The birthday girl seated at the bar at Post was watching Nate Jaqua muddle. Muddling, in case you're unfamiliar, involves mashing fruit and/or herbs with a distinctly phallic wooden tool using a vigorous up-and-down motion. Nate Jaqua, in case you're unfamiliar, is a forward for the Sounders and is considered to be a very handsome individual. He and a few teammates were guest-bartending at Post one night last week for charity. "I just asked for anything muddled," the birthday girl said. "I just wanted to see him muddle!" All the women crowded all along the bar—and it was almost all women—were mooning over Jaqua and his muddling.

Jaqua was making a mojito, which involved a time-out with one of Post's actual bartenders, there for coaching, who reminded him that it should have a little sugar.
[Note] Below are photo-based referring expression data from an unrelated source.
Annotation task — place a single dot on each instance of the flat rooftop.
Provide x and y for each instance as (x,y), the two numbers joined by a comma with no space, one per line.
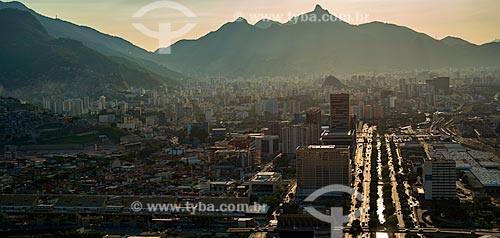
(266,177)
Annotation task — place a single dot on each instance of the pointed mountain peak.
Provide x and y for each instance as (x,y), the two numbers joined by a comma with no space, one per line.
(266,23)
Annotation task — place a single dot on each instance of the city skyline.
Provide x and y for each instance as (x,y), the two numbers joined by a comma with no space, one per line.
(473,21)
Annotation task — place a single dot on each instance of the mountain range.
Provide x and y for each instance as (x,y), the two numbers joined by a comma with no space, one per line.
(32,61)
(302,46)
(267,48)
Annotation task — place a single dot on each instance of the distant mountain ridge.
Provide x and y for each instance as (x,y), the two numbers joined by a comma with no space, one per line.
(301,46)
(32,61)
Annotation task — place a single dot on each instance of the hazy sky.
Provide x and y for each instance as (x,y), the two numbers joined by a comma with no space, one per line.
(477,21)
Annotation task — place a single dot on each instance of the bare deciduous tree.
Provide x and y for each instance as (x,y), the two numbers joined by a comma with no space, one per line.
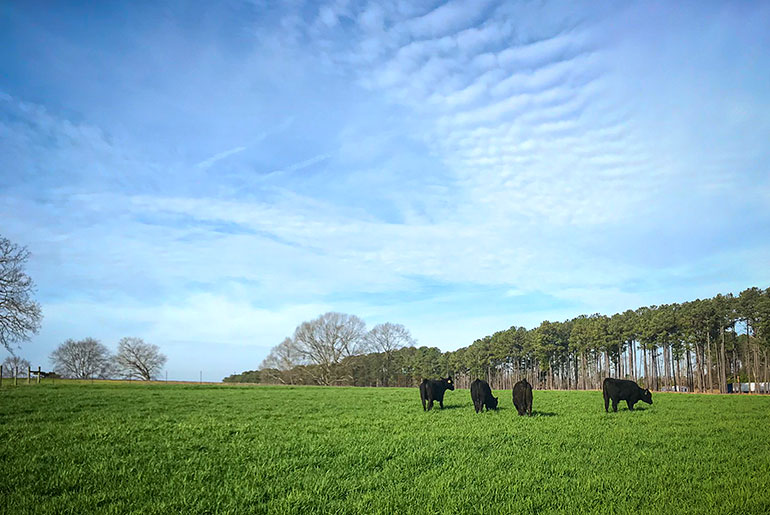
(326,341)
(388,338)
(137,359)
(283,357)
(82,359)
(15,366)
(20,316)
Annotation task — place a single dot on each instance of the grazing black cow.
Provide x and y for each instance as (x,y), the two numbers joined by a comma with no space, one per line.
(433,390)
(522,397)
(481,394)
(623,390)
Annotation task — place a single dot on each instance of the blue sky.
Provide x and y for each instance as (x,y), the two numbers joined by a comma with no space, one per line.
(208,175)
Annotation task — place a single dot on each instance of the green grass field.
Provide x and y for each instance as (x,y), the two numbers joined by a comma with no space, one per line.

He bumbled around a bit and located a packet near the coffeemaker, opened it up, and stirred it in. How was the mojito? He sincerely wanted to know. The birthday girl took a tentative sip, followed by a considerable pause. "It's oh-kay," she said diplomatically. "It's on the house!" Jaqua said. A lot of drinks were on the house. Jaqua, who'd been out all season following an injury, said he was feeling good; by last Friday, he was back in the game (and immediately scoring again). Asked about the World Cup, he said he mostly watches MLS (branch out, Nate) and picked, cautiously, Spain.
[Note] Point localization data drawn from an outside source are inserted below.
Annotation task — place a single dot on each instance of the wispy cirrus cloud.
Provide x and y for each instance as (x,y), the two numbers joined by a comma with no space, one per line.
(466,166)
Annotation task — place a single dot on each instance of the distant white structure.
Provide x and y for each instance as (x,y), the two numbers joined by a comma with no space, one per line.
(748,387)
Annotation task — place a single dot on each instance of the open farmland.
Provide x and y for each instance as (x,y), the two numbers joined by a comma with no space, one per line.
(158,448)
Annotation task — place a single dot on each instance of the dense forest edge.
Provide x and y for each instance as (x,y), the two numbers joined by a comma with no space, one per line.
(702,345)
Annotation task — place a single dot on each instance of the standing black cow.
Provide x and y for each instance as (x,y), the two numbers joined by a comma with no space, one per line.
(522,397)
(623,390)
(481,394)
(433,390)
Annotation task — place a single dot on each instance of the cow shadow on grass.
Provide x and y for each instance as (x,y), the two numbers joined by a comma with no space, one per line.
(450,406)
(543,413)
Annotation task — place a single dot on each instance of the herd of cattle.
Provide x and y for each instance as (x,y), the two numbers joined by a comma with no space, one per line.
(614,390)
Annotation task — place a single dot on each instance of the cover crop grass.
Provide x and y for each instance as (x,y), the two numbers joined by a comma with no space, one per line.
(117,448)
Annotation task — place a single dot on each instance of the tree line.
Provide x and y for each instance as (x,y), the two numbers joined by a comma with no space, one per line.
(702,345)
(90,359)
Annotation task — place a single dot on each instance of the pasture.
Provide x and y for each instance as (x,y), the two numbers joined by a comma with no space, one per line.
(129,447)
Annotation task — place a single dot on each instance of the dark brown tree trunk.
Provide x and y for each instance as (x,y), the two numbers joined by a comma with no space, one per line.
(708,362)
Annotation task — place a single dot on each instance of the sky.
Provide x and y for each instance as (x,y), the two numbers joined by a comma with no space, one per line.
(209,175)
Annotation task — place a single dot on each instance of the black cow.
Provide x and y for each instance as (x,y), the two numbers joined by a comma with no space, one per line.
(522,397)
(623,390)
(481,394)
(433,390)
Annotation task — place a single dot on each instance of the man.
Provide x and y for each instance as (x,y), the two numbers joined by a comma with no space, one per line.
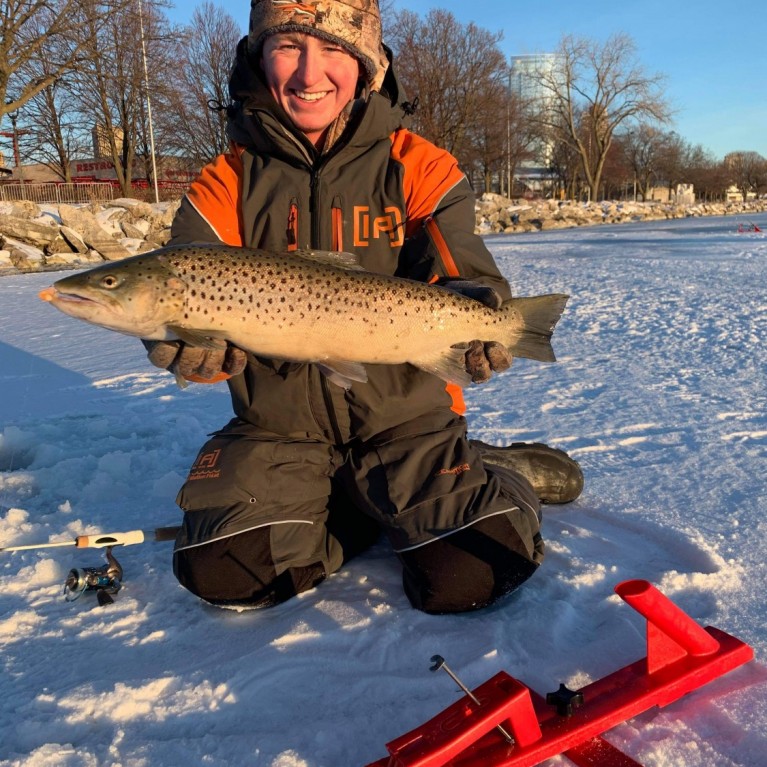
(308,474)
Sounder Taylor Graham jokingly said he liked New Zealand to win—something about a fellow Stanford man on the team—while signing several Sounders scarves with a Sharpie, then serving a very deep whiskey neat. "Taylor's trying to get me drunk!" crowed the customer. Another lady was inspired to have another drink: "Oh, what the hell—cute boys, stiff drinks!" Sounder James Riley took the order of a representative of the Seattle branch of America SCORES, a program that brings both soccer and creative writing to low-income urban elementary students and the beneficiary of the evening (donate here!). America SCORES wanted a shot. "Damn, America SCORES knows how to get down!" Riley noted. His World Cup choice? "A plethora," he said, then left no bet unhedged, mentioning the U.S. (optimistically), Spain, Brazil, the Netherlands, and South Korea ("because my mom's from there"), and adding that he wanted an African team to go far, any African team.

Late arrival Roger "the Dodger" Levesque chose Spain ("one of the deepest teams"). Levesque did more posing for photos, drinking, and being deviously good-looking than bartending, but by that point, no one cared. An effort to get the Sounders to drop trou led by the birthday party failed to get much traction in the increasing din. Swooning, Sharpie-signing, and photos continued, a ridiculously good time was had by all, and it was for the children. Goal!